Au Maroc, le diagnostic reste un véritable parcours du combattant. Beaucoup de patients racontent une errance de 5, 10, voire 20 ans avant de mettre un nom sur leurs symptômes.

«Les causes sont multiples : faible connaissance de la maladie parmi les médecins, confusion avec d’autres pathologies, manque de spécialistes formés, absence de protocole national de dépistage et accès limité aux examens essentiels comme les échographies cardiaques, l’imagerie avancée ou la génétique. Ce retard diagnostique coûte des vies. Chaque année de perdu, c’est un risque supplémentaire pour l’aorte», alerte Fatima-Zohra Bousdig. «Nous ne pouvons plus accepter que nos patients se heurtent à tant d’obstacles.»

Un besoin urgent de spécialistes

Pour une maladie qui touche autant d’organes, la prise en charge doit être pluridisciplinaire. Mais au Maroc, les spécialistes formés manquent cruellement. «Il manque notamment des cardiologues spécialisés dans les maladies aortiques, des généticiens, encore trop rares, des ophtalmologues entraînés au traitement des rétines fragiles, des orthopédistes aptes à gérer les scolioses complexes et des pédiatres capables de repérer les signes précoces», affirme la présidente de l’association.
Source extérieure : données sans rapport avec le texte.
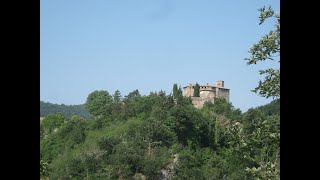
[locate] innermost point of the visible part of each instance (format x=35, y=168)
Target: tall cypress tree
x=175, y=91
x=196, y=92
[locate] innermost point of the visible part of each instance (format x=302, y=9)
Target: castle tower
x=220, y=83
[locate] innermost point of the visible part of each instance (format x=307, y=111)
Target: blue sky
x=149, y=45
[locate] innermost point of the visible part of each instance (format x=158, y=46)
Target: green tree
x=196, y=92
x=175, y=91
x=99, y=103
x=268, y=48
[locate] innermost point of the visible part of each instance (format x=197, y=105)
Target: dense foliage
x=268, y=48
x=47, y=108
x=156, y=137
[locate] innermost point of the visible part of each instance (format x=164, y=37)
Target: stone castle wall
x=207, y=93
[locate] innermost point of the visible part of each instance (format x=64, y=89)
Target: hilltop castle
x=207, y=93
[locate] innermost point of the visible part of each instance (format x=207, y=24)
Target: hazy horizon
x=149, y=45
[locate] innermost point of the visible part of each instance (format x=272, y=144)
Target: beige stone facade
x=208, y=92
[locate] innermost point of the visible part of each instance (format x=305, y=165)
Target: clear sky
x=149, y=45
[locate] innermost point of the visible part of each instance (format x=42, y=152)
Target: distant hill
x=47, y=108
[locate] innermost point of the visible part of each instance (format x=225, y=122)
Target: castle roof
x=207, y=85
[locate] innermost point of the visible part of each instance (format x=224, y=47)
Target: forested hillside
x=47, y=108
x=161, y=137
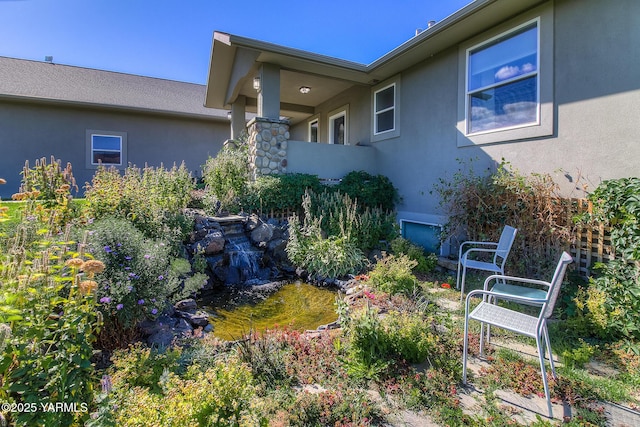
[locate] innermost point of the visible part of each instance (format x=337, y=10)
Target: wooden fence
x=591, y=243
x=588, y=244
Elle appelle, également, à créer une équipe nationale Marfan, formée de spécialistes coordonnés, comme cela existe dans plusieurs pays d’Europe. Des formations continues, l’accueil d’experts internationaux, un parcours diagnostique clair et l’accès à la génétique dans les CHU figurent parmi les priorités.

Pour SOS Marfantime, la prochaine étape est incontournable : la création d’un centre national spécialisé. Un lieu capable de regrouper cardiologie, génétique, ophtalmologie, orthopédie, pédiatrie, psychologie médicale et accompagnement social.
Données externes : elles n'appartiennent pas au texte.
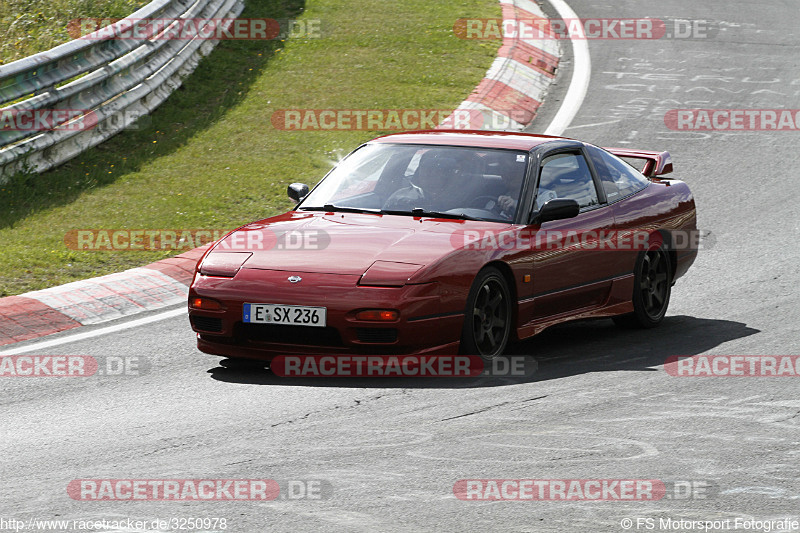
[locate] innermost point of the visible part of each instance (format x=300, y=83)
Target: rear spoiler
x=657, y=163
«Nos patients ne doivent plus passer d’un service à l’autre, de ville en ville, en cherchant des réponses. Nous devons leur offrir un parcours coordonné et humain», affirme la présidente. Ce centre permettrait un suivi global, adapté à une maladie qui exige une vigilance médicale constante, notamment sur la surveillance de l’aorte.
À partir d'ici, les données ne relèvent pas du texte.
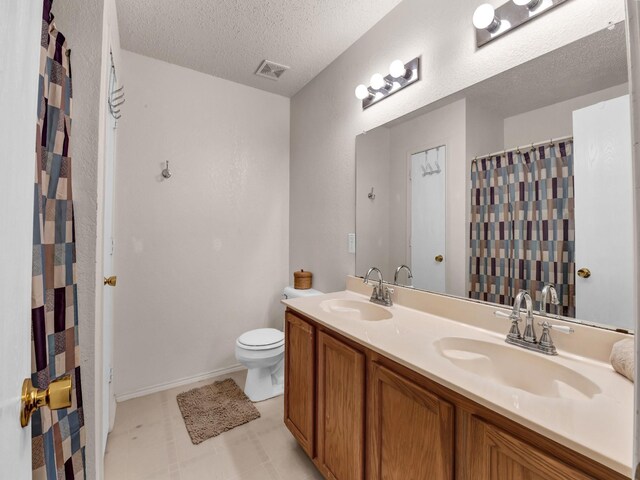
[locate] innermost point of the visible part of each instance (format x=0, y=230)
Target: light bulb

Des données nationales encore absentes

À ce jour, le Maroc ne dispose d’aucune base de données officielle sur le syndrome de Marfan. L’estimation de 8.000 patients potentiels reste donc théorique. Sans statistiques fiables, il est difficile d’adapter les politiques de santé. SOS Marfantime appelle ainsi à la mise en place d’un registre national des maladies rares, au recueil systématique des cas par les médecins et à la publication annuelle de données sur la maladie, le diagnostic et la mortalité.

L’association porte ainsi plusieurs revendications majeures, notamment la création d’un centre national dédié au syndrome de Marfan et aux maladies du tissu conjonctif, ainsi que la formation des médecins, en particulier dans les régions éloignées où l’expertise manque cruellement. Elle appelle, par la même occasion, à faciliter l’accès aux examens indispensables, échographie, scanner, IRM ou tests génétiques, afin de réduire les retards diagnostiques. Une autre demande centrale concerne la reconnaissance officielle du syndrome de Marfan comme maladie rare, ce qui permettrait d’améliorer la couverture médicale par la CNSS (Caisse nationale de sécurité sociale) et les assurances. Enfin, l’association insiste sur la nécessité d’organiser de véritables campagnes nationales de sensibilisation pour faire connaître la maladie, encourager le dépistage précoce et sauver des vies. «Nous n’avons pas le luxe d’attendre. Sauver des vies dépend d’un diagnostic précoce et d’une prise en charge structurée», rappelle Fatima-Zohra Bousdig. «Notre objectif est clair : réduire l’errance diagnostique, améliorer la qualité de vie et offrir enfin aux familles l’accompagnement qu’elles méritent.»